What this means. Fewer collapses and more full terms mean fewer mid-term elections, less administrative disruption, and more time to deliver on programs—without changing no-confidence rules. ONOE realigns incentives so governments focus on performance, not survival tactics.

This section on political stability is adapted from: https://zenodo.org/records/17061251
1.2 Administrative Burden: Excessive Manpower Consumption
Under the current staggered system, conducting Lok Sabha and State Assembly elections over a five-year cycle requires an estimated 1.95 billion manpower hours, including voter participation and election deployment activities. In the ONOE model, where Lok Sabha and State Assembly polls are held simultaneously, with a conservative dual-ballot overhead of κ = 0.10, the total requirement falls to 1.44 billion hours. This represents a saving of roughly 511.57 million hours, or about 26.2% of the current workload. This conserved time translates to an economic value of approximately |5,400–|6,100 crore, underscoring the significant macroeconomic benefits of the reform.
1.3 Escalating Financial and Economic Costs
Election-related expenditure in India has grown at an extraordinary pace, increasing from 10.5 crore in 1951 to an estimated |1.35 lakh crore for the 2024 Lok Sabha elections.
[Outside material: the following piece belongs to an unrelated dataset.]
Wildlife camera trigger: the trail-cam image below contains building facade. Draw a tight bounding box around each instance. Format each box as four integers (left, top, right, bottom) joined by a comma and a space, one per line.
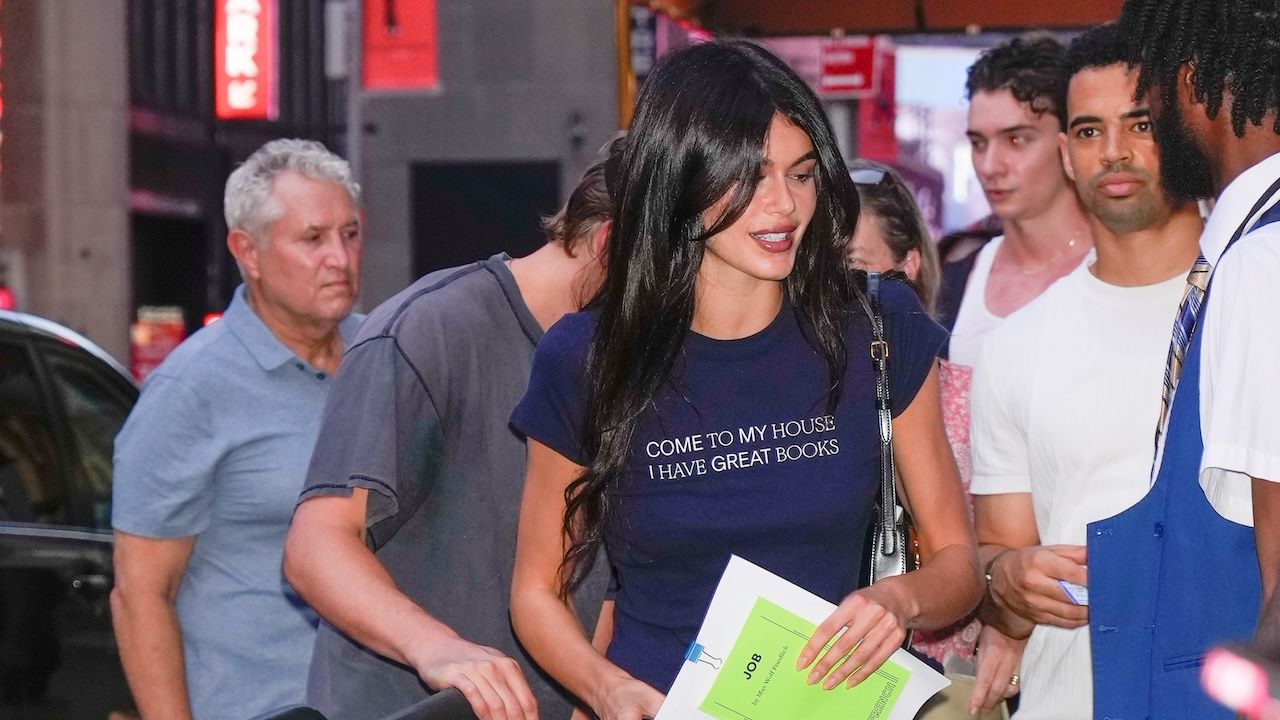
357, 0, 619, 304
0, 0, 341, 362
0, 0, 618, 362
While these direct costs are significant, they represent only part of the economic impact. The staggered election cycle also generates substantial hidden losses, stemming from GDP slowdowns, heightened market uncertainty, and disruptions to regular business activity. These indirect costs are estimated at ₹ 2–3 lakh crore in every five-year electoral cycle, making the overall economic burden far greater than the headline figures suggest.
A consolidated financial analysis reveals the scale of the challenge. Under the current system, political parties and candidates collectively spend over ₹ 80,000 crore per cycle, the Election Commission of India bears costs between ₹ 10,000 and ₹ 15,000 crore, and security-related expenditures amount to roughly ₹ 10,000 crore. When combined with the hidden economic costs of ₹ 2–3 lakh crore, the total financial drain on the economy becomes substantial and recurrent.
The One Nation, One Election (ONOE) framework offers a fiscally sound alternative.
While its implementation would require an initial investment of ₹ 17,000–22,000 crore, the system could generate direct cost savings of ₹ 50,000–75,000 crore and prevent hidden losses worth ₹ 2–3 lakh crore per cycle. This translates into a net economic benefit of ₹ 2.5– ₹ 3.75 lakh crore every five years, with full cost recovery within first cycle itself. Such returns make ONOE a governance reform and a financially prudent long-term investment.
1.4 Governance Disruption: MCC-Induced Policy Paralysis
Frequent MCC enforcement fragments governance by halting policy announcements, approvals, and project execution. Between 2014 and 2024, MCC restrictions were in place for 1,549 days, equivalent to more than 4.2 years of administrative standstill in just 11 years. Under the ONOE framework, the MCC period could be reduced to approximately 320 days per decade, a 79% decrease, ensuring more consistent and effective governance.

Political instability, MCC-related governance disruptions, rising election costs, and man
power strain are interconnected outcomes of India’s fragmented electoral calendar. These structural challenges undermine governance continuity, divert resources from development, and place a sustained burden on administrative capacity.
The One Nation, One Election (ONOE) framework offers a direct solution by synchronizing elections, reducing mid-term uncertainty, minimizing administrative standstills, cutting costs, and optimizing manpower use. At the same time, its implementation will require constitutional amendments and careful logistical planning, the long-term gains in political stability, governance efficiency, and economic savings position ONOE as a viable and strategic reform option.